Five minutes before every hour, Bill Burniston’s phone sends him a gentle reminder.
“I set the alarm to remind me to check my attitude,” said Burniston, 47. “When I check my attitude and feel negative, the alarm reminds me to make a change.”
A former athletic trainer and physical education teacher in Ridgewood, N.J. Burniston moved to Wake County about eight years ago in search of a lower cost of living and a good place to raise his kids. He got a job as an athletic trainer at Middle Creek High School in Apex, but wanted to start his own strength and conditioning business.
Meanwhile, friends and workout partners Dr. Josh Bloom, a sports medicine physician at Carolina Family Practice & Sports Medicine and a team physician for USA Baseball, the Carolina Hurricanes and Cary High School, and Dr. Edouard Armour, an orthopaedic surgeon at Cary Orthopaedic and Sports Medicine Specialists, had hatched an idea for The Performance Academy, an Apex training facility that aims to help young athletes and adults achieve health, athletic and performance goals.
“We wanted to create a facility that would provide a positive environment for kids, where we could help them develop their athletic skills, build good character traits, and have fun,” Bloom said.
In 2011, the pair recruited Burniston as a partner.
“We both knew Burniston professionally through his work as Middle Creek’s athletic trainer and strength and conditioning coach, and had always been impressed with him,” Bloom said.
The team soon added Tim Gleason, a former Carolina Hurricanes defenseman who now plays for the Washington Capitals; Rich Van Tassel, president of Royal Oaks Building Group in Raleigh; and Kyle Wilson, a former N.C. State baseball player.
Later that year, the group rented a 15,000-square-foot building near Ten-Ten Road in Apex.
“We created the facility on a shoestring budget, pooling our own resources, and putting in sweat equity,” he said.
The Performance Academy first offered athletic training for kids after school, in the evenings and on the weekends, in addition to regular track-out camps.
About six months later, the group noticed the facility was empty at times during the day, so they added adult fitness programs, such as boot camps and training programs for elite athletes.

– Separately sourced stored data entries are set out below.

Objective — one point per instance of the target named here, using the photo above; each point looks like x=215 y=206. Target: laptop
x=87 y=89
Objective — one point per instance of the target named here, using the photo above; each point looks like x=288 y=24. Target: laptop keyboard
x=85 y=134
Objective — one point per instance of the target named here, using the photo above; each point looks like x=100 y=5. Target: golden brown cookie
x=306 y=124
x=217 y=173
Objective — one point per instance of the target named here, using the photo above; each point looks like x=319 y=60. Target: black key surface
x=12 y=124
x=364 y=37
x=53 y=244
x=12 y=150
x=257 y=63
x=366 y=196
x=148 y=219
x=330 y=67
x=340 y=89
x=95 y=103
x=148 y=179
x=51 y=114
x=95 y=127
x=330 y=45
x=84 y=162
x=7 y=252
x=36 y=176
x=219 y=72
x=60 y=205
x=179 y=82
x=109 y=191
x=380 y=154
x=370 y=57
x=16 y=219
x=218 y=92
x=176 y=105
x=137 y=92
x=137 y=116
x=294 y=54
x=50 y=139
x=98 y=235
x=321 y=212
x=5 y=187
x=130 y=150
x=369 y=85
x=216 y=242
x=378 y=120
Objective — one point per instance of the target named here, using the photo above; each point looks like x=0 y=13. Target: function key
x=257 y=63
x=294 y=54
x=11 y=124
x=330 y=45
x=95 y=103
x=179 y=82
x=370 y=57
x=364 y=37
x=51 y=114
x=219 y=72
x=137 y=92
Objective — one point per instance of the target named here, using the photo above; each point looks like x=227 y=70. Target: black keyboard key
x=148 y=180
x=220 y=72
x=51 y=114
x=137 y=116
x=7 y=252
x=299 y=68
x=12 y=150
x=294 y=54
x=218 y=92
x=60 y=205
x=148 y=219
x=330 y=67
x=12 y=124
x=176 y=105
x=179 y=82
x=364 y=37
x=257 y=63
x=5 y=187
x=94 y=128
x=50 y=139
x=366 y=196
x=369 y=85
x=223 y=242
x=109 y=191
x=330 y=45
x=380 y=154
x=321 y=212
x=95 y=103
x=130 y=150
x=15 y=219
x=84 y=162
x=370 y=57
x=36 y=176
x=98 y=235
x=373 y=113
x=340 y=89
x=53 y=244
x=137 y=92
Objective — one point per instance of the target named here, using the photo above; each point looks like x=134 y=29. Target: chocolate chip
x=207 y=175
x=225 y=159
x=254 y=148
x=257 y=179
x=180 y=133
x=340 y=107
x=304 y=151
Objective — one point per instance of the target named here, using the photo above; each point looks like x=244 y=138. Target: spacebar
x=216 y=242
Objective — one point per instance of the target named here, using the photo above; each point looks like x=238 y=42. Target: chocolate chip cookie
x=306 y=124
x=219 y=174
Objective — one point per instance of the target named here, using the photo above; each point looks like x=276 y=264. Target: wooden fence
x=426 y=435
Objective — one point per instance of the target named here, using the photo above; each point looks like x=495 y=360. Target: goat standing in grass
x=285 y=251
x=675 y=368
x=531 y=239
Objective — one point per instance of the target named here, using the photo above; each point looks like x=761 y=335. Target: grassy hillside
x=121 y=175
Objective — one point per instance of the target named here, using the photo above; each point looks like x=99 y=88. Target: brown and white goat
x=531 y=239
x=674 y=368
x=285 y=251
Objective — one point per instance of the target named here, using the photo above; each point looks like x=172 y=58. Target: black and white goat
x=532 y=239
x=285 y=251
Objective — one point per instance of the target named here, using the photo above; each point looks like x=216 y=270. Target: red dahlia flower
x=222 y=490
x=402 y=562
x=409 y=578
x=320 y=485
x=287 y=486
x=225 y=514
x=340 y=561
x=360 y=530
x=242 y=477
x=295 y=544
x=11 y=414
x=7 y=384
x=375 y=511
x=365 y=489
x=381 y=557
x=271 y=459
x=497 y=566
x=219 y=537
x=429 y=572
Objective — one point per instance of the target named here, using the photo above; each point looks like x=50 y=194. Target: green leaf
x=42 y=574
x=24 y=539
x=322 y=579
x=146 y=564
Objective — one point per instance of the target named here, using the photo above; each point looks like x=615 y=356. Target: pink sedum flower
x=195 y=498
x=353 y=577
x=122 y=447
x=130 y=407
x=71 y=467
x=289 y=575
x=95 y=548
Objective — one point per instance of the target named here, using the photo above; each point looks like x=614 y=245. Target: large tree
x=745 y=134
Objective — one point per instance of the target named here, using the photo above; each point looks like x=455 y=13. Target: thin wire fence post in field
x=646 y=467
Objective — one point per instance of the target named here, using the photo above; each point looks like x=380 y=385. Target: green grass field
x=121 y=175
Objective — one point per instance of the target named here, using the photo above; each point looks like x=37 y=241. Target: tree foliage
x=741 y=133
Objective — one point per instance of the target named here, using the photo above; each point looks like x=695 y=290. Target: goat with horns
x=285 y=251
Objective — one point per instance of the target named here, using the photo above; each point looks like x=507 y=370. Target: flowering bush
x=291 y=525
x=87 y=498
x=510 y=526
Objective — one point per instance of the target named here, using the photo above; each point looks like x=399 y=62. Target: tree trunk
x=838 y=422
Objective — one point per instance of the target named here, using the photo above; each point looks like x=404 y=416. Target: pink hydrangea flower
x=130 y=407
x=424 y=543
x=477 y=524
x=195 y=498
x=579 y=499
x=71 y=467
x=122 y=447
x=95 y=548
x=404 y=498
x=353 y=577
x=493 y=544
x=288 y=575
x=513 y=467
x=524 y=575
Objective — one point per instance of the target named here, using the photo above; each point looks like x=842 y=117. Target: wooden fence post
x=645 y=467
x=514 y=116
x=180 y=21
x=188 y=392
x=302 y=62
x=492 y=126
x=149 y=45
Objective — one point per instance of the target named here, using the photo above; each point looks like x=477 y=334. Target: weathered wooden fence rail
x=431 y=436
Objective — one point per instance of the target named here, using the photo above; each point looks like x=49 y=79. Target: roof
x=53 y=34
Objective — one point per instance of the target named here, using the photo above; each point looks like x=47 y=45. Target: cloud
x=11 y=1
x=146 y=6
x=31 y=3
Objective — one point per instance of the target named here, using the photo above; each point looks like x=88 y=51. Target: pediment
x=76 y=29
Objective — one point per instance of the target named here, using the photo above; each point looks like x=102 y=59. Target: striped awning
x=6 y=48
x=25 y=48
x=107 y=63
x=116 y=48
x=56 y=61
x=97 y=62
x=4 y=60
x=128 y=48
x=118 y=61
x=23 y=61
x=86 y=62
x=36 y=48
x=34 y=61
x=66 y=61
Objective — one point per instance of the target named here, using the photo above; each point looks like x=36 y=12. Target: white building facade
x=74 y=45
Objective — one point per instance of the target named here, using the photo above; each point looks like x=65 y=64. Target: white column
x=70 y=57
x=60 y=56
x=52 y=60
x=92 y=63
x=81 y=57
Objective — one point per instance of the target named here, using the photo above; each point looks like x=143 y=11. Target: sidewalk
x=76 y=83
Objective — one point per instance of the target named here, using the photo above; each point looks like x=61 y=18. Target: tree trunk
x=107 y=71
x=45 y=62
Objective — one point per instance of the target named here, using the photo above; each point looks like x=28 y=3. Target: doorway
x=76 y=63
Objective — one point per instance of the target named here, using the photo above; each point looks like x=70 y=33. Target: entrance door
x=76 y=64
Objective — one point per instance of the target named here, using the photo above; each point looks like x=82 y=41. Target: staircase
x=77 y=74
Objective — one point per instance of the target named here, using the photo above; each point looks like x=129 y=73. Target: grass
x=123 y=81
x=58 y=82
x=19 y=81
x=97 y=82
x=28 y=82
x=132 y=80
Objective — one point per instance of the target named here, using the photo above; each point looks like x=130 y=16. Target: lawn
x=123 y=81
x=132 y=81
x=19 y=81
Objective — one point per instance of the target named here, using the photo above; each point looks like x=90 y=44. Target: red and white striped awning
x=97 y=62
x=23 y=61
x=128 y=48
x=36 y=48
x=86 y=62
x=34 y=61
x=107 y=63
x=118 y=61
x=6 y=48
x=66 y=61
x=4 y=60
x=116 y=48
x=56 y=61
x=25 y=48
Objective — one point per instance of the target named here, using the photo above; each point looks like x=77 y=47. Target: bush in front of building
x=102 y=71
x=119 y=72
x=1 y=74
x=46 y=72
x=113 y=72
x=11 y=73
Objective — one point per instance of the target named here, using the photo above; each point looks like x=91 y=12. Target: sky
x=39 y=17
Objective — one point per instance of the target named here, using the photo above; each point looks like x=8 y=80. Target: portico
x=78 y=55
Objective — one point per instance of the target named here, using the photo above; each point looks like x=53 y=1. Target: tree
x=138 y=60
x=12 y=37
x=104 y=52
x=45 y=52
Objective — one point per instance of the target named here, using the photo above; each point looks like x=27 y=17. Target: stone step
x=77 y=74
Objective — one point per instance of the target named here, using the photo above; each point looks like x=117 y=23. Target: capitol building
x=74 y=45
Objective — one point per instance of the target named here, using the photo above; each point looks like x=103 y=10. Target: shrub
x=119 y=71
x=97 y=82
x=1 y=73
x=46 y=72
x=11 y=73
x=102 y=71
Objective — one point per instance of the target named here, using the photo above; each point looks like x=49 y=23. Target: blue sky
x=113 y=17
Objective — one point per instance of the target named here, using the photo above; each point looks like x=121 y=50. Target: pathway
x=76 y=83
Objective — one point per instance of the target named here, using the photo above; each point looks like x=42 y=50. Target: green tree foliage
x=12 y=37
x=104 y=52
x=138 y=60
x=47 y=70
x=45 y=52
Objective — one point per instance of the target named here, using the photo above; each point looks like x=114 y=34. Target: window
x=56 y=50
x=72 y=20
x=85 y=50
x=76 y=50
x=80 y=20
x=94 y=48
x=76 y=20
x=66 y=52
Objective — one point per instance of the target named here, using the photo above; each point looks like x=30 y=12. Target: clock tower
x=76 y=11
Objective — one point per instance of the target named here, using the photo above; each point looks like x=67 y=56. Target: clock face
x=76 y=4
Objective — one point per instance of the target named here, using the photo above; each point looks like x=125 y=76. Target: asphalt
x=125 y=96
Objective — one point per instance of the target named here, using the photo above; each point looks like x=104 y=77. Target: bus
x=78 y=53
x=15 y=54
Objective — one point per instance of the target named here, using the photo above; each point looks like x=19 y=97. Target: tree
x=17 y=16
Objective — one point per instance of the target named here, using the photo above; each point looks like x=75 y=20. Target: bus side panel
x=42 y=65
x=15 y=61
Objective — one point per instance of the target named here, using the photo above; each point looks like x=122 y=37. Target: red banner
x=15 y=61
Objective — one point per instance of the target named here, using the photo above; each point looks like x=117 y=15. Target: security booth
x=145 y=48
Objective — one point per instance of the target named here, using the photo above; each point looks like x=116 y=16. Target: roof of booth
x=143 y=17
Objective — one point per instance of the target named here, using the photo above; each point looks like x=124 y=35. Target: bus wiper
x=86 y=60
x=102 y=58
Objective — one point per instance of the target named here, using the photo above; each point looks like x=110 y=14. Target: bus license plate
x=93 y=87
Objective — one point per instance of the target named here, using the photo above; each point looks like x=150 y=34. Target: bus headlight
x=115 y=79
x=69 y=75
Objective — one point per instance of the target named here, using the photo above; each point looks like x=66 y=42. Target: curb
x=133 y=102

In 2013, the group created baseball and softball programs and upfitted the facility with indoor batting cages.
Clients range in age from 5 to 80, said Burniston, who is also an athletic therapist for the Carolina Hurricanes. He says the academy averages about 3,500 client visits per month.
While the six are equal partners; Burniston works at the academy as general manager and director of sports performance and Wilson serves as director of baseball, Bloom said.
The partners typically meet monthly to monitor the academy’s financial status, provide direction, and make decisions on facility upgrades and programs.
The company, which has four full-time employees along with part-time fitness instructors and coaches, uses social media, email lists, word of mouth and brochures to market.
The team is now looking for ways to expand, including developing partnerships with local sports organizations and possibly opening a second facility.
“Managing the business aspects of the TPA is my greatest challenge,” Burniston said. “And my greatest reward is seeing people improve their fitness.”
Reach Teri Saylor firstname.lastname@example.org and on Twitter @terisaylor
Advice from Bill Burniston
▪ Be slow to hire and quick to fire. Take your time hiring and make sure you find people who are a good fit with your business.
▪ Don’t compromise your core values.
▪ When things go wrong, step up, keep going and continue to press on.